But we just agreed. Well, we didn't agree, but I'm pretending like you're agreeing.
This is a totally normal and expected, we could be the greatest ever, and this is just going to
happen. So how do you summarize that?
That's the story that shows why it is in fact true.
And you go, oh, okay.
So I summarize that by saying rare things become common.
Rare being hard to detect, hard to prevent, hard to,
and they become common automatically
simply because there's a lot of them.
So if you roll dice enough, then things happen, right?
Kind of like million monkeys sort of thought.
We also see tens of billions of web requests per day across our platform.
So what kind of quality percentage would you need to not see any errors?
It's like, I don't know.
That's a lot of zeros.
I don't know.
Yeah.
It's like something impossible, clearly impossible.

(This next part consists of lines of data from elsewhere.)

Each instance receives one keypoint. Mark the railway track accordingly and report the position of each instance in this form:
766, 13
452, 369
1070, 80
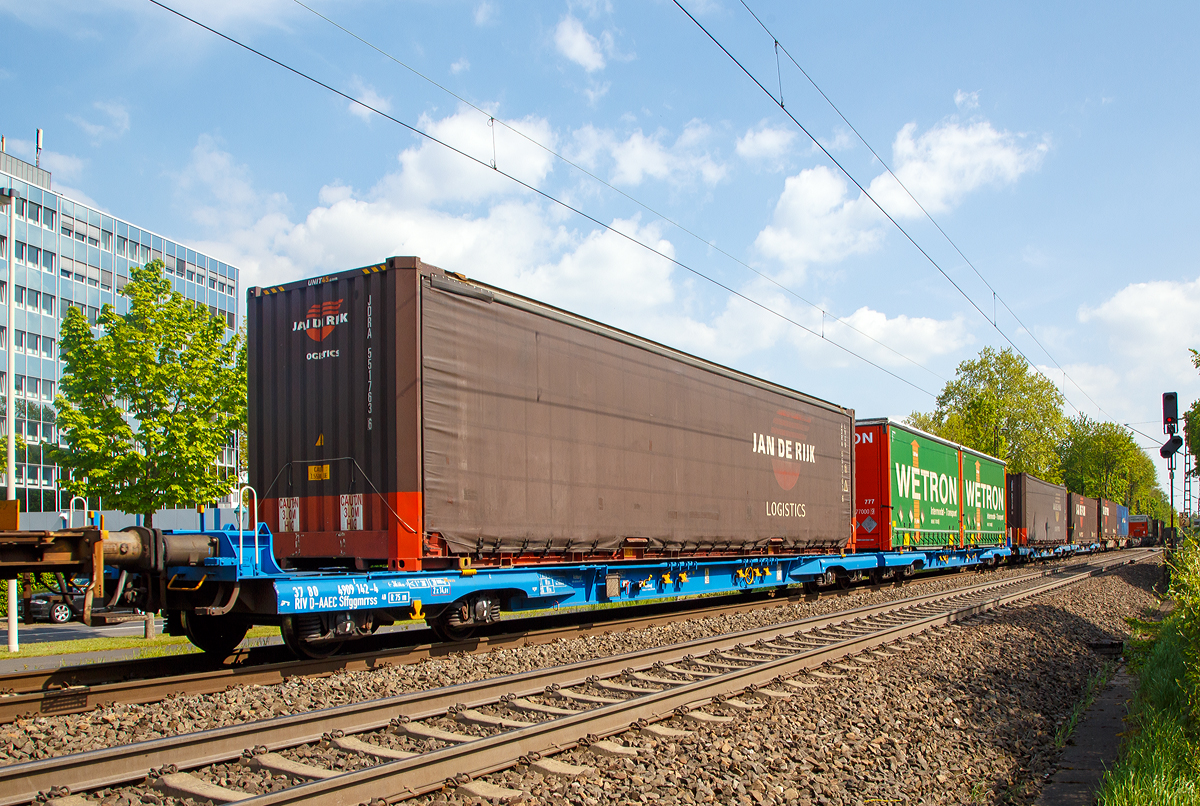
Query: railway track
78, 689
407, 745
73, 690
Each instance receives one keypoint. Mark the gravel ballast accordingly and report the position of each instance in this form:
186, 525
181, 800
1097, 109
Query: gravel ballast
120, 723
967, 716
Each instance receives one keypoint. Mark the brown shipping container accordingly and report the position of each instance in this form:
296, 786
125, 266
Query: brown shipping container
1083, 518
1110, 521
1037, 511
402, 415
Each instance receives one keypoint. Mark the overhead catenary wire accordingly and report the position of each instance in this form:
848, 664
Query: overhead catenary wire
873, 200
995, 294
564, 158
538, 191
867, 194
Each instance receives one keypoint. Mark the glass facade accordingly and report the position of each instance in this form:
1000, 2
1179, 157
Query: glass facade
67, 254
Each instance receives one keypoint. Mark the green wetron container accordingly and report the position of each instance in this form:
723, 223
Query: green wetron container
925, 489
984, 501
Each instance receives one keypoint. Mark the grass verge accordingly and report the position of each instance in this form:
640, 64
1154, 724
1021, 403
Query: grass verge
1159, 762
156, 647
1095, 684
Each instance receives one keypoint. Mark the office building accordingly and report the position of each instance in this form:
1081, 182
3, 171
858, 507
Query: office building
67, 254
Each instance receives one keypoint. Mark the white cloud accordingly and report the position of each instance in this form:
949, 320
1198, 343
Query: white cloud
485, 13
76, 19
640, 156
574, 42
115, 125
949, 161
817, 220
1150, 326
366, 95
921, 338
766, 142
450, 215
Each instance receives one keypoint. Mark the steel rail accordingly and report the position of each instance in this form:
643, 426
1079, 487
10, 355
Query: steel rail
78, 689
460, 763
120, 764
75, 690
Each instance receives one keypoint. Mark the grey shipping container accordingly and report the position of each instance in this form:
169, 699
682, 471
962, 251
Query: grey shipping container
1037, 511
403, 415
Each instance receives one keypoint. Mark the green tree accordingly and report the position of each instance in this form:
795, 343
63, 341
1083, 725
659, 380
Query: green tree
1102, 459
996, 403
147, 405
1192, 421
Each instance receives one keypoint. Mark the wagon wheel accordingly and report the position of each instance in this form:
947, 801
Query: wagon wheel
219, 635
303, 648
448, 632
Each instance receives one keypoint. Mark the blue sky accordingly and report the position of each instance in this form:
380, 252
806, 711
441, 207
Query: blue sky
1054, 144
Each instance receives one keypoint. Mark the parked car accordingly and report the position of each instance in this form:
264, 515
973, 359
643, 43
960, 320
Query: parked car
51, 607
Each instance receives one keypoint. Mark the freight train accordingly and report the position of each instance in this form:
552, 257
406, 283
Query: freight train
426, 447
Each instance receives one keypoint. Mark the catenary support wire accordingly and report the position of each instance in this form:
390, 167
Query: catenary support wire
928, 215
544, 194
708, 244
867, 194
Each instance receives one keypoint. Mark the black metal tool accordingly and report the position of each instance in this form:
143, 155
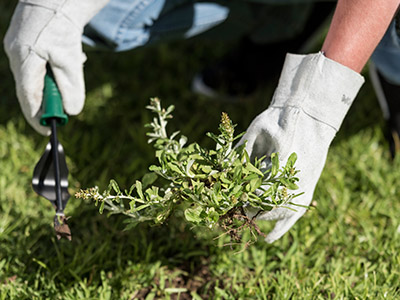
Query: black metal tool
50, 176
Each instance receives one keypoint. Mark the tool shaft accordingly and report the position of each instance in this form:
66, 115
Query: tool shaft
56, 164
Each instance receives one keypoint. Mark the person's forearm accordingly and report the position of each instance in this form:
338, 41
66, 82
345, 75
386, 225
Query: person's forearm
356, 29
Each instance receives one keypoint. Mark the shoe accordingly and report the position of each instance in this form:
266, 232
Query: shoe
388, 95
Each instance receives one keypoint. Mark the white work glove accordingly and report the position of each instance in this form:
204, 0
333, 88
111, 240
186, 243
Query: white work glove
308, 107
50, 31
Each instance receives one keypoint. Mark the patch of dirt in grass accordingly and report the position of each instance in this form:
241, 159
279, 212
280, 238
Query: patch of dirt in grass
193, 282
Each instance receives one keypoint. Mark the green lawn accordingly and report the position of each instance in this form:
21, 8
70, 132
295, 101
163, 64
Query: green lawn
347, 247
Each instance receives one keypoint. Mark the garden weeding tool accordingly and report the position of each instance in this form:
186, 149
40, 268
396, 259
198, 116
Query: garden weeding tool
50, 176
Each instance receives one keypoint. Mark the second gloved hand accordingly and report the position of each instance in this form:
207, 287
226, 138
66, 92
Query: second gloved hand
308, 107
48, 31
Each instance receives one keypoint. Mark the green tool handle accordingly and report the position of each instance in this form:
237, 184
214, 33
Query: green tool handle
52, 102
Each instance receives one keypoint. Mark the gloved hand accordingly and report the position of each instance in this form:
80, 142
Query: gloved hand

So impossible, that doesn't sound very nice.
Now, a couple of things to take away. One is, okay, so when we talk about quality, it's just a whole other level by which I mean, orders of magnitude different, really,
really different. So is that going to make us have very different development processes and
procedures and what does testing mean and blah, blah, blah, blah, blah. Yes. it means those are going to have to be quite different. Not because small companies are dumb.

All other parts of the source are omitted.